東側の音楽家は、西側へは容易に演奏旅行をすることができず、鉄のカーテンの向こうで幻の存在となっていた人たちも数多くいました

旧ソ連の指揮者といえばこの人、
エフゲニー・ムラヴィンスキー

レニングラードフィルの音楽監督を長らく務め、旧ソ連の音楽界の象徴的な存在でした

そのムラヴィンスキー率いるレニングラードフィルが西ヨーロッパに客演したとき、西側の音楽家たちに衝撃を与えたそうです。
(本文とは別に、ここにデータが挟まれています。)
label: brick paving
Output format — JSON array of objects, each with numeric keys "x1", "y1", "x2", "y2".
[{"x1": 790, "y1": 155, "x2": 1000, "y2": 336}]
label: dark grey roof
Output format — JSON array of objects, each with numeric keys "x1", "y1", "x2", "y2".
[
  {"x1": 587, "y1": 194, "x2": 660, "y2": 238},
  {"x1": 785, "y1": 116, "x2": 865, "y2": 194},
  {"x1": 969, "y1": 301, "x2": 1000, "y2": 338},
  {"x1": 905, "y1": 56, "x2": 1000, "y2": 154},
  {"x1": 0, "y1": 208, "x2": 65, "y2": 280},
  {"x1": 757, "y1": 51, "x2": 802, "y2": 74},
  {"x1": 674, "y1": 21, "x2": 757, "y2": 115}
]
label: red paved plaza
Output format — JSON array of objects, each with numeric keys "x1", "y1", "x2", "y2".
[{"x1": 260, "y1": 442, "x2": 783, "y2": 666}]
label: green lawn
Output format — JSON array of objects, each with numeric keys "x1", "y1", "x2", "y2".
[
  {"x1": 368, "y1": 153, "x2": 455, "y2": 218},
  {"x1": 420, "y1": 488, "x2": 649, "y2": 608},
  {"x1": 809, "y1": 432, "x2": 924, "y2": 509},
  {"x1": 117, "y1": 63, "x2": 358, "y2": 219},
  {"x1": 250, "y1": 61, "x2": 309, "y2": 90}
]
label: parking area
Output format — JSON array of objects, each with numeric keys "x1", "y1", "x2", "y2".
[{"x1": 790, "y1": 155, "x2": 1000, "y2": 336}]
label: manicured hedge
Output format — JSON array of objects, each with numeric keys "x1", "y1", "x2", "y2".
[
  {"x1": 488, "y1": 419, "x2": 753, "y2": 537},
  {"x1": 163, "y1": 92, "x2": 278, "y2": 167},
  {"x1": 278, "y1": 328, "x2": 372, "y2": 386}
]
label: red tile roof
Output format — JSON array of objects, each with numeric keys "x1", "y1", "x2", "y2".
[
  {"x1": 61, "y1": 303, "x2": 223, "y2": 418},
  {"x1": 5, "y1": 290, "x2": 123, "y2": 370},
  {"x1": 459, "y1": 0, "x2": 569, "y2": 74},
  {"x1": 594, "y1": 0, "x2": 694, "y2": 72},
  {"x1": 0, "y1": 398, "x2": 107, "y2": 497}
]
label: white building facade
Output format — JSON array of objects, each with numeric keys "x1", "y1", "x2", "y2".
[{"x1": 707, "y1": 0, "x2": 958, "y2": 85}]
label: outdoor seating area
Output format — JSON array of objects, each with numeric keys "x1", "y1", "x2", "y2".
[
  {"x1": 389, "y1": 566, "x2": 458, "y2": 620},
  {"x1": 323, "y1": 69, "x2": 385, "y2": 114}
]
西側の音楽とは一線を画すストイックな音楽作り、異常なまでのテンポの速さにピタリとついてくるアンサンブル

「東側のクレンペラー」とも呼ばれたそうです。
↑これ、わかる人は相当なマニアですね…


そのとき、西側のレコード会社である、ドイツ・グラモフォンに彼らが録音したチャイコフスキーの交響曲第4番・第5番・第6番「悲愴」は、録音技術が劣るため、まともな記録が残されていない東側の演奏を伝える貴重なものとなりました

長らく、名盤として語り継がれてきましたが、最近ようやく購入しました。
ドイツグラモフォンのリマスタリング盤である「オリジナルス」の輸入盤です。
(遅い…?)

1960年の録音です
かなり古い録音で、トランペットの1stとホルン(前列かな)の音を拾いすぎていてバランスが悪く(鋭さを出すために、意図してそうしているのかもしれませんが)、空間芸術としてのオーケストラ演奏を堪能することはできませんが、前述の急速なテンポや、陰鬱な表現など当時のムラヴィン+レニフィルの水準の高さを感じるには十分でした

ただ、プレイヤー個々人のレベルは、世間で言われているほど高くないかな…
オーボエを始めとして音程が悪い奏者が散見されるし、楽器が鳴っていない感じのパートも多いし、表現の引き出しもそれほど多くありません

この無骨な感じをロシア的ですばらしい
といってしまえばそれまでなんですが…

ちなみに、HMV(リンク先)のユーザーレビューでは大絶賛です…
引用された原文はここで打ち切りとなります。